1 of 56 steps (2%) done
[Sat Jul 3 00:42:25 2021]
Finished job 26.
2 of 56 steps (4%) done
/bin/bash: line 1: 98709 Killed: 9 python3 scripts/sanitize_sequences.py --sequences data/sequences.fasta --strip-prefixes hCoV-19/ SARS-CoV-2/ --output /dev/stdout 2> logs/sanitize_sequences_data.txt
98711 Done | nextalign --jobs=8 --reference defaults/reference_seq.fasta --genemap defaults/annotation.gff --genes ORF1a,ORF1b,S,ORF3a,M,N --sequences /dev/stdin --output-dir results/translations --output-basename seqs_data --output-fasta results/aligned_data.fasta --output-insertions results/insertions_data.tsv > logs/align_data.txt 2>&1
[Sat Jul 3 00:51:43 2021]
Error in rule align:
jobid: 11
output: results/aligned_data.fasta.xz, results/insertions_data.tsv, results/translations/seqs_data.gene.ORF1a.fasta.xz, results/translations/seqs_data.gene.ORF1b.fasta.xz, results/translations/seqs_data.gene.S.fasta.xz, results/translations/seqs_data.gene.ORF3a.fasta.xz, results/translations/seqs_data.gene.M.fasta.xz, results/translations/seqs_data.gene.N.fasta.xz
log: logs/align_data.txt (check log file(s) for error message)
shell:

    python3 scripts/sanitize_sequences.py             --sequences data/sequences.fasta             --strip-prefixes hCoV-19/ SARS-CoV-2/             --output /dev/stdout 2> logs/sanitize_sequences_data.txt             | nextalign             --jobs=8             --reference defaults/reference_seq.fasta             --genemap defaults/annotation.gff             --genes ORF1a,ORF1b,S,ORF3a,M,N             --sequences /dev/stdin             --output-dir results/translations             --output-basename seqs_data             --output-fasta results/aligned_data.fasta             --output-insertions results/insertions_data.tsv > logs/align_data.txt 2>&1;
    xz -2 results/aligned_data.fasta;
    xz -2 results/translations/seqs_data*.fasta
    
    (one of the commands exited with non-zero exit code; note that snakemake uses bash strict mode!)

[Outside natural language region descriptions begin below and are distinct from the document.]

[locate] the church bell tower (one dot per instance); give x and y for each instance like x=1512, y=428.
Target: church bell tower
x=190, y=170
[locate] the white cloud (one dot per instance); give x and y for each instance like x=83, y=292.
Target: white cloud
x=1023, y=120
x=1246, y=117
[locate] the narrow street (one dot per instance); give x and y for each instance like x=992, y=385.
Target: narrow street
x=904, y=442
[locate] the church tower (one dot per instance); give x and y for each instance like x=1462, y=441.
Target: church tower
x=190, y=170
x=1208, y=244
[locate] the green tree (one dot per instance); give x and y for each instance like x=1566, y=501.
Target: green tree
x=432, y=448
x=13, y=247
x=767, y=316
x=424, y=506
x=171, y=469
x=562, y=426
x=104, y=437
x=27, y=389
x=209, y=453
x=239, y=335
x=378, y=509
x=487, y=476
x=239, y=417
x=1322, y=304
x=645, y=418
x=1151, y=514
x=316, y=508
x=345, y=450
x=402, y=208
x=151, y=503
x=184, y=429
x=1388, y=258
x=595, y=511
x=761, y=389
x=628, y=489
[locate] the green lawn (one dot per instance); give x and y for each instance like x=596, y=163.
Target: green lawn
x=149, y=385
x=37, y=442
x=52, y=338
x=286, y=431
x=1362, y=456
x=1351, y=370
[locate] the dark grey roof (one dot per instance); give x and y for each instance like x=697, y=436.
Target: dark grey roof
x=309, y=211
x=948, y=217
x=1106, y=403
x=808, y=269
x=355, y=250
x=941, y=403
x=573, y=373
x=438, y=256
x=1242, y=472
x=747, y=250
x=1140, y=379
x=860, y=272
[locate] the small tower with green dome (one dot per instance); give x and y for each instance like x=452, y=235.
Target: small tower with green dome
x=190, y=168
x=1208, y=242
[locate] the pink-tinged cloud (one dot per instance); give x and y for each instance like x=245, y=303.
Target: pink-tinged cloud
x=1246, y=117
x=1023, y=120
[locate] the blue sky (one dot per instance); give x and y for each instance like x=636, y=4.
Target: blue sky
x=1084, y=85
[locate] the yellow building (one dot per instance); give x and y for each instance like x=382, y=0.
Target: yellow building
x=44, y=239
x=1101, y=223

/bin/bash: line 1: 98709 Killed:

your process was killed. possibly because it was using too much memory. This step actually runs three commands (sanitize, nextalign, and then xz to compress). Do you have a way of checking which one gets killed? What hardware are you running this on?

I am running it on Macbook pro with M1, 8GB RAM and 512 GB SSD. I can try to see which process gets killed and also look into the memory.

I do not think memory should be an issue. It seems like the sanitize metadata is the step where the process gets killed.

could you then try to only run the sanitize step (writing data to file instead of stdout or piping straight into xz or gzip)? Just to narrow down what is failing?